Prove that, for any numbers \(a_1, a_2, \ldots\,,\) and \(b_1, b_2, \ldots\,,\) and for \(n\ge1\), \[ \sum_{m=1}^n a_m(b_{m+1} -b_m) = a_{n+1}b_{n+1} -a_1b_1 -\sum_{m=1}^n b_{m+1}(a_{m+1} -a_m) \,. \]

  1. By setting \(b_m = \sin mx\), show that \[ \sum_{m=1}^n \cos (m+\tfrac12)x = \tfrac12 \big(\sin (n+1)x - \sin x \big) \cosec \tfrac12 x \,. \] Note: $\sin A - \sin B = \displaystyle 2 \cos \big( \tfrac{{\displaystyle A+B\vphantom{_1}}} {\displaystyle 2\vphantom{^1}} \big)\, \sin\big( \tfrac{{\displaystyle A-B\vphantom{_1}}}{\displaystyle 2\vphantom{^1}} \big)\, $.
  2. Show that \[ \sum_{m=1}^n m\sin mx = \big (p \sin(n+1)x +q \sin nx\big) \cosec^2 \tfrac12 x \,, \] where \(p\) and \(q\) are to be determined in terms of \(n\). Note: \(2\sin A \sin B = \cos (A-B) - \cos (A+B)\,\); Note: \(2\cos A \sin B = \sin (A+B) - \sin (A-B)\,\).

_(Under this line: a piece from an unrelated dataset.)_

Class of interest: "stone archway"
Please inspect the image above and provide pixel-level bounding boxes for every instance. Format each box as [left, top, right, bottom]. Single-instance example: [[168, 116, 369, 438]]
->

Solution: \begin{align*} \sum_{m=1}^n a_m(b_{m+1} -b_m) +\sum_{m=1}^n b_{m+1}(a_{m+1} -a_m) &= \sum_{m=1}^n \left (a_{m+1}b_{m+1}-a_mb_m \right) \\ &= a_{n+1}b_{n+1} - a_1b_1 \end{align*} And the result follows.

  1. Let \(b_m = \sin m x \), \(a_m = \cosec \frac{x}{2}\), so \begin{align*} && \sum_{m=1}^n \cosec \frac{x}{2} \left (\sin (m+1)x - \sin mx \right) &= \sum_{m=1}^n \cosec \frac{x}{2} 2 \cos \left ( \frac{2m+1}{2}x \right) \sin \left ( \frac{(m+1)-m}{2}x \right) \\ &&&=2 \sum_{m=1}^n\cos \left ( (m + \tfrac12)x \right)\\ \\ \Rightarrow && \sum_{m=1}^n\cos \left ( (m + \tfrac12)x \right) &= \tfrac12 \cosec \tfrac{x}{2}\left ( \sin(n+1)x - \sin x \right) \end{align*}
  2. \(\,\) \begin{align*} && b_{m+1}-b_m &= \sin m x \sin \tfrac12 x \\ &&&= \frac12 \left ( \cos (m-\tfrac12)x - \cos (m+\tfrac12)x \right)\\ \Rightarrow && b_m &= -\tfrac12 \cos (m - \tfrac12)x\\ && a_m &= m \\ \Rightarrow && \sum_{m=1}^n m \sin m x \sin \tfrac12 x &= (n+1) b_{n+1} - 1 \cdot b_1 - \sum_{m=1}^n b_{m+1} \cdot 1 \\ &&&= -(n+1) \tfrac12\cos(n+1-\tfrac12)x+\tfrac12\cos(\tfrac12x) + \tfrac12\sum_{m=1}^n \cos(m+\tfrac12)x \\ &&&= -(n+1) \tfrac12\cos(n+1-\tfrac12)x+\tfrac12\cos(\tfrac12x) + \tfrac14 \cosec \tfrac{x}{2}\left ( \sin(n+1)x - \sin x \right) \\ &&&= -(n+1) \tfrac12\cos(n+1-\tfrac12)x+ \tfrac14 \cosec \tfrac{x}{2}\sin(n+1)x \\ &&&= \tfrac12\cosec\tfrac{x}2 \left (\tfrac12 \sin (n+1)x-(n+1)\cos(n+\tfrac12)x\sin\tfrac12x \right) \\ &&&= \tfrac12\cosec\tfrac{x}2 \left (\tfrac12 \sin (n+1)x-(n+1)\tfrac12 \left ( \sin (n+1)x - \sin nx \right) \right) \\ &&&= \tfrac14 \cosec \tfrac{x}{2} \left ( -n \sin (n+1)x +(n+1) \sin n x \right) \end{align*} Therefore \(p = -\frac{n}4, q = \frac{n+1}{4}\)
Notice the connection here to integration by parts.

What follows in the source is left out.